Plusieurs priorités transversales ont été identifiées pour ces territoires :
- La gestion du recul du trait de côte, avec une attention particulière à la protection des infrastructures vitales
- La sécurisation de la ressource en eau, incluant l’assainissement et la maîtrise des consommations
- L’adaptation à la hausse des températures, notamment pour les bâtiments publics et les écoles
- La préservation des espaces non artificialisés, essentiels pour la biodiversité
« Les territoires ultramarins, qui abritent 80% de la biodiversité française sur 22% du territoire national, font face à des projections spécifiques et inquiétantes »

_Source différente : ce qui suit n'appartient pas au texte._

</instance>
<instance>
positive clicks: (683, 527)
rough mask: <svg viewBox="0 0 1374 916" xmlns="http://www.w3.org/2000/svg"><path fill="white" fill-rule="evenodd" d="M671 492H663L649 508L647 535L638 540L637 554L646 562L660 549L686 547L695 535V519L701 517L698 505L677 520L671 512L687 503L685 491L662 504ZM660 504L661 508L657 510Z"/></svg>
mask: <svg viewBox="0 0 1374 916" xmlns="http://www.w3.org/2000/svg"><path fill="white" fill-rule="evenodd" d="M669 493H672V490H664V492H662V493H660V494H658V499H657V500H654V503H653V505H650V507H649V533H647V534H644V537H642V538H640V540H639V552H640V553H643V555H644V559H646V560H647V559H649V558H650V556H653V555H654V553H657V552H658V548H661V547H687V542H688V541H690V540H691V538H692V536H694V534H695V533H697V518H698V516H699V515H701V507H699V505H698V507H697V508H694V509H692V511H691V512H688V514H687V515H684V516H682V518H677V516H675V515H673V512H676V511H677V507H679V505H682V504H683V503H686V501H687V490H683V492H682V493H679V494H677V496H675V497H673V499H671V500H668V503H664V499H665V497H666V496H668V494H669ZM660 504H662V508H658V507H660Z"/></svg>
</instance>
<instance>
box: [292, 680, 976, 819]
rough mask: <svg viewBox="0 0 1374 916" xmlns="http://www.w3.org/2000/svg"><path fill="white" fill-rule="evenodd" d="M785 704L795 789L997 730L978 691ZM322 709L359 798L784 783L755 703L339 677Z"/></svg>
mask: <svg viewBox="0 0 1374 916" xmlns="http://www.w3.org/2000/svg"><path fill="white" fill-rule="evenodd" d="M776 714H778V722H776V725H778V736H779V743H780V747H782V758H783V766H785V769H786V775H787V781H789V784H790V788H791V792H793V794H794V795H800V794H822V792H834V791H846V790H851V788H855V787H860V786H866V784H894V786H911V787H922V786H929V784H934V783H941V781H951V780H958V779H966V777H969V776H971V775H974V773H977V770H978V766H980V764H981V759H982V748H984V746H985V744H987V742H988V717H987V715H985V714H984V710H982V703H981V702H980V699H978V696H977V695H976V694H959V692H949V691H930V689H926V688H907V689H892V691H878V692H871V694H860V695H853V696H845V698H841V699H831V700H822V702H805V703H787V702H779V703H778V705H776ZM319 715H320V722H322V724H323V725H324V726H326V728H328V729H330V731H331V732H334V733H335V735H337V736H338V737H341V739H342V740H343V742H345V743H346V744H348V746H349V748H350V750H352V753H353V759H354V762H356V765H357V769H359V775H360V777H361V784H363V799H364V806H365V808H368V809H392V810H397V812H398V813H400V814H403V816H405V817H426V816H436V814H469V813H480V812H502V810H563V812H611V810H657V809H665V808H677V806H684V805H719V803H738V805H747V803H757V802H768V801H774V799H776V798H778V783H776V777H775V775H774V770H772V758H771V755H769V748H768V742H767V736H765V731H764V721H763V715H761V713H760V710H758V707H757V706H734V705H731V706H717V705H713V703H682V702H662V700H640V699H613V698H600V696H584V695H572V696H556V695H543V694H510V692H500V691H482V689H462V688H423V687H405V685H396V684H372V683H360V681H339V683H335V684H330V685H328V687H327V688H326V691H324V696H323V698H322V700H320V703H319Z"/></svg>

Un mode de suivi spécifique sera institué, avec un comité national co-présidé par le Ministère des Outre-mer et le Ministère de la Transition écologique, impliquant directement les préfets et présidents de région/collectivité concernés.

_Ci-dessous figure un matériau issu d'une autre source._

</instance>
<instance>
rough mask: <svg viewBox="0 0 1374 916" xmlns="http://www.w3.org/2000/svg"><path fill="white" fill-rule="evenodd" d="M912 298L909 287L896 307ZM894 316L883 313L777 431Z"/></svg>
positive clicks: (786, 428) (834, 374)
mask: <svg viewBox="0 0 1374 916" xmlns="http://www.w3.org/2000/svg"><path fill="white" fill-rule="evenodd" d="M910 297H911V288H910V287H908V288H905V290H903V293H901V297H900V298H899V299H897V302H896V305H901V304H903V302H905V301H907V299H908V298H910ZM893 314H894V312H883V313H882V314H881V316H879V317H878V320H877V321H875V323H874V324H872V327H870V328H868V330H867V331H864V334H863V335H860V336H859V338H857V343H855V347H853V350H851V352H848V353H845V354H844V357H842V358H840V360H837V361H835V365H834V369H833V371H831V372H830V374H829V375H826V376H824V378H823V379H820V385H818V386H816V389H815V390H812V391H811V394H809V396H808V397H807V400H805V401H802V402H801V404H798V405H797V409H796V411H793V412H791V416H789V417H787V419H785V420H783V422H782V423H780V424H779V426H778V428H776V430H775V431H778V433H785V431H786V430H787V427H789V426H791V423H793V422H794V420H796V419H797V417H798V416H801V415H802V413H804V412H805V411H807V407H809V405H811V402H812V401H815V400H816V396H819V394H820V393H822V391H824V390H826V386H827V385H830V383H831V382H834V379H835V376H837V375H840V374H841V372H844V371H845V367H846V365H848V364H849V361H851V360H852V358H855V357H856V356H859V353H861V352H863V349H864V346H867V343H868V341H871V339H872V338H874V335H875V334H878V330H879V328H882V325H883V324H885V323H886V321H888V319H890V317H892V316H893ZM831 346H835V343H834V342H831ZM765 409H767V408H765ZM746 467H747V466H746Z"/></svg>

🔷 La recherche : un pilier fondamental de l'adaptation
La recherche scientifique constitue un socle essentiel du plan d’adaptation. Les programmes d’envergure de France 2030, notamment les PEPR (Programmes et Equipements Prioritaires de Recherche), sont explicitement intégrés au PNACC pour :
- Améliorer la compréhension des impacts locaux du changement climatique
- Identifier et évaluer les solutions d’adaptation les plus pertinentes
- Éviter les risques de mal-adaptation
Un accent particulier est mis sur l’approche systémique, conformément aux recommandations du GIEC et de l’IPBES, pour évaluer chaque option d’adaptation dans sa globalité.
🔷 La dimension européenne et internationale : un cadre d'action élargi
Le PNACC-3 s’inscrit dans un cadre européen structurant, marqué par :
- La loi européenne sur le climat (2021)
- La stratégie d’adaptation de l’UE (février 2021)
- La communication sur la gestion des risques climatiques (mars 2024)
La France porte plusieurs propositions au niveau européen, notamment :
- Une trajectoire de référence commune pour l’Europe (+1,5°C en 2030, +2°C en 2050, +3°C en 2100)
- La mutualisation des risques extrêmes à l’échelle européenne
- Le renforcement des fonds européens ciblant l’adaptation
Sur le plan international, la France maintient son engagement financier avec 2,6 milliards d’euros en 2022 pour l’adaptation, soit un tiers de sa contribution au financement public de la lutte contre le changement climatique. Elle soutient activement plusieurs programmes internationaux, notamment :
- Le Programme Adapt’Action de l’AFD
- L’initiative CREWS pour les systèmes d’alerte précoce
- L’initiative Global Shield, lancée à la COP27
Cette approche transversale et multi-échelle permet d’assurer la cohérence des actions d’adaptation, du niveau local au niveau international, tout en reconnaissant les spécificités et les besoins particuliers de chaque territoire.